Ritenendo che il contratto stagionale debba avvenire solamente «in presenza di un’effettiva variazione ciclica dell’attività produttiva» e non quando «una struttura ricettiva opera durante tutto l’anno o un’attività commerciale presenta esigenze di personale strutturali e continuative», il sindacato ritiene che tale contratto venga «svuotato della funzione originaria», trasformando di fatto «un’eccezione in una regola, con il risultato di aumentare la precarietà, ridurre le prospettive di stabilizzazione e comprimere le tutele dei lavoratori».

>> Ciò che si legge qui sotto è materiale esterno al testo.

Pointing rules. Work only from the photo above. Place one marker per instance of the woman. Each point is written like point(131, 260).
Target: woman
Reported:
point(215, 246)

Presentato come un accordo che introduca «controlli e garanzie per preservare la qualità dell’occupazione e come un equilibrio tra competitività delle imprese e diritti dei lavoratori», per la Filcams tale equilibrio «non esiste – continua -. Le tutele previste sono insufficienti, non incidono sui problemi vissuti quotidianamente da chi lavora nel commercio, nel turismo e nei servizi, senza un reale strumento di verifica e controllo della sua corretta applicazione, con un aumento dei contenziosi tra lavoratori e aziende per il mancato rispetto dei contratti, per il corretto inquadramento professionale e per il riconoscimento di diritti economici e normativi».

Per questo il sindacato richiede di «rafforzare gli strumenti di tutela, prevedendo percorsi di stabilizzazione per i lavoratori che operano stagione dopo stagione, maggiori garanzie sulla continuità occupazionale e sul reddito e strumenti più efficaci di controllo e contrasto agli abusi».

Da qui l’apertura a «un confronto che porti a un’intesa realmente capace di coniugare le esigenze del sistema economico valdostano con la tutela dei diritti, la riduzione della precarietà e la valorizzazione del lavoro stagionale, affinché la flessibilità non si trasformi nell’ennesima occasione di indebolimento delle condizioni di chi lavora».

La replica di Confcommercio

A stretto giro di posta è arrivata la replica di Confcommercio VdA, che ha preso atto della posizione e ha ricordato come «l’accordo non è un’iniziativa unilaterale del mondo datoriale, ma è la puntuale attuazione dell’art. 75 del Ccnl Terziario, Distribuzione e Servizi, rinnovato il 22 marzo 2024 con la firma, a livello nazionale, anche della Filcams-Cgil – sottolinea l’associazione -. La disciplina della stagionalità nelle località a prevalente vocazione turistica è dunque un istituto che la stessa organizzazione ha contribuito a negoziare e a sottoscrivere».

Ricordato come accordi simili (non ultimo Como) siano stati sottoscritti anche dalla stessa sigla sindacale, Confcommercio si chiede «per quale ragione uno strumento ritenuto idoneo a tutelare i lavoratori sul Lago di Como divenga improvvisamente inaccettabile ai piedi del Monte Bianco – attacca ancora -. La coerenza, nelle relazioni industriali, è essa stessa una forma di tutela. Nel merito, l’affermazione secondo cui servono maggiori tutele rovescia la realtà dei fatti poiché le tutele stanno dentro l’accordo, non fuori. L’impresa che intende avvalersene è tenuta ad applicare integralmente il contratto nazionale, ad aderire all’Ente Bilaterale del Commercio e del Terziario della Valle d’Aosta, a garantire ai lavoratori la sanità integrativa tramite il Fondo Est e l’assistenza contrattuale, e a presentare un’istanza formale che consente il monitoraggio puntuale di ogni singola applicazione».

Sottolineate poi tutte le tutele e gli incontri tra le realtà firmatarie al termine di ogni stagione per valutarne l’applicazione, Confcommercio ha aggiunto che l’intesa è valida fino al 30 aprile 2027, «proprio per consentirne la verifica sul campo».

Per il presidente Graziano Dominidiato e il direttore Adriano Valieri, infatti, «l’alternativa all’accordo non è il posto fisso, ma è una stagionalità gestita con strumenti meno trasparenti e più esposti al contenzioso – hanno concluso i vertici di Confcommercio VdA -. L’intesa è pienamente efficace e operativa e il tavolo di monitoraggio resta aperto. Se la Filcams-Cgil vorrà tornare a sedervisi, per un confronto di merito e non a mezzo stampa, troverà come sempre la porta aperta. I lavoratori stagionali valdostani meritano tutele concrete e verificabili, non battaglie di posizionamento soprattutto in una fase storica particolarmente complessa».